The Chief Justice concluded that the process by which these outcomes have been produced “reflects a carefully thought out and applied process that has produced a fair outcome for this group of asylum seekers”. He did not reach this conclusion based on evidence of the process itself, however; rather, he inferred it from the numbers. Noting the proportion of asylum seekers who have been determined to be refugees, he said: “A screening and decision-making process that yields a very high percentage (69%) of asylum seekers receiving ‘refugee’ status bespeaks of a process that has been fair and merit-based.”

It could equally bespeak a process that had predetermined proportional outcomes and otherwise entirely random decision-making. We have no way of knowing, because the PNG process is entirely opaque, and nor does the Chief Justice. He’s guessing, in a most unjudicial way.

Another extraordinary conclusion reached by the court concerned one of the elements of its discretion in deciding whether to put a stop to any putative deportations. It acknowledged, at one point, that those asylum seekers who have been denied refugee status were at risk now of being deported by PNG back to their home countries. Their substantive case is that, because they were sent to PNG and have been held there against their will and illegally, PNG cannot lawfully deal with their refugee claims. Those claims should properly always have been a matter for Australia, which is the country in which they sought asylum (as they were entitled to do under the UN Refugee Convention). Therefore, PNG cannot lawfully deport them either.

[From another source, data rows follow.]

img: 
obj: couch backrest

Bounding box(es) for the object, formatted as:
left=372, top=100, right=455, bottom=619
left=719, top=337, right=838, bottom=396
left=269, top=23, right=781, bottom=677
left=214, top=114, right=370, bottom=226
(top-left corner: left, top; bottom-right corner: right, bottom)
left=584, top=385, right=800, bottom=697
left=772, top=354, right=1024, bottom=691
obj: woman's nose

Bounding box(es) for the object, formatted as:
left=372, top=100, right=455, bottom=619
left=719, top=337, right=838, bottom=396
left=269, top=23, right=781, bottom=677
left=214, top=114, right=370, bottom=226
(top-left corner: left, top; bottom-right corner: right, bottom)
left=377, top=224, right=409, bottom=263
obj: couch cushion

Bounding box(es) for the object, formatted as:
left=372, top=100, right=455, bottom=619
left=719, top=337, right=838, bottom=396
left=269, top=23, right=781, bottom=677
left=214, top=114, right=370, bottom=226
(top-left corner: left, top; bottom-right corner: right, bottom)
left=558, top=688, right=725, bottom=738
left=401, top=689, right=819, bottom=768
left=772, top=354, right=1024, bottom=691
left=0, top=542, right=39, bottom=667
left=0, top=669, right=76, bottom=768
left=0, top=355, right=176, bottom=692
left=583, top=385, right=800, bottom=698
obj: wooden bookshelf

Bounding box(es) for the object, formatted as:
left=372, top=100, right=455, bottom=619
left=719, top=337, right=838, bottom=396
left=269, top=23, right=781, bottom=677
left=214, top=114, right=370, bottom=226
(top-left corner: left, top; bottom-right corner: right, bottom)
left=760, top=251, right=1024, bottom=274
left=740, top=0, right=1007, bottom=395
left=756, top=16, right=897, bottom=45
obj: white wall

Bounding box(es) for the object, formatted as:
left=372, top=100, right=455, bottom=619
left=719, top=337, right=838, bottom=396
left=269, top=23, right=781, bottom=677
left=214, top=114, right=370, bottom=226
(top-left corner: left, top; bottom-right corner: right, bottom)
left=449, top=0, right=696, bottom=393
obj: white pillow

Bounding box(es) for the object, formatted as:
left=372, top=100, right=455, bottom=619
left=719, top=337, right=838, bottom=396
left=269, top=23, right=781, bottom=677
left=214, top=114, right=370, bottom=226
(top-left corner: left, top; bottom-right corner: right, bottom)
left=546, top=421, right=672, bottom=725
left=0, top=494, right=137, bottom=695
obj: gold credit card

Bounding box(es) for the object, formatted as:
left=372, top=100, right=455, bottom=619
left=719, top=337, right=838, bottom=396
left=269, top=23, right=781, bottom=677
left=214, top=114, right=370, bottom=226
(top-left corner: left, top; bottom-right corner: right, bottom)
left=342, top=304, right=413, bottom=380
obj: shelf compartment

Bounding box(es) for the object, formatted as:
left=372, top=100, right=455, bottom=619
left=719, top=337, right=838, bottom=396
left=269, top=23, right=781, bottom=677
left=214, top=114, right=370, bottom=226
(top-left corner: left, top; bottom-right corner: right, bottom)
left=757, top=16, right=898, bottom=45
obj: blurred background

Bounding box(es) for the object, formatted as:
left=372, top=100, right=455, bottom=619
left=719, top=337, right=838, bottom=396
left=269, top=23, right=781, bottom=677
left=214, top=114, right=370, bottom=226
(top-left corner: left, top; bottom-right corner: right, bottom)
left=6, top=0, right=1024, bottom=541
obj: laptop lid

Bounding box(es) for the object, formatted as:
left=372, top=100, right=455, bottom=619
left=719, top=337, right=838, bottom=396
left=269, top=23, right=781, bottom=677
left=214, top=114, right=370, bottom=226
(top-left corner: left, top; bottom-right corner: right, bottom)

Nevertheless, the court decided that, even if the asylum seekers were ultimately right about that, they still didn’t need an injunction because damages would be an adequate remedy for any harm they suffered. The court reached this conclusion because, it said, PNG could only send them “to a country, of which they are not a citizen, if that country consents”. Which is true, but the actual risk they’re facing is forced return to the country of their citizenship, from which they fled in the first place.

As the court has already found that these people’s detention in PNG results from an illegal agreement, it follows surely that PNG has no right to determine their refugee claims. Therefore, any deportation by it is also illegal. If they are then tortured, imprisoned or killed in their home country, talk of damages is just an insult.

Overall, this decision represents a complete about-face by PNG’s highest court. It’s disappointingly lazy and clearly, in my view, written with the desired end of washing judicial hands of the whole mess and letting the government get on with the dirty business of deportation.

For the benighted residents of the Manus Island detention centre, or whatever we’re calling it this week, it’s just another calibrated blow to their hopes for a normal life.  The court’s cynical rejection, coming on top of the fanciful promise that they might make it through Trump’s extreme vetting and be taken in by the USA, is beyond cruel.  They could be forgiven for thinking that they are friendless in the world.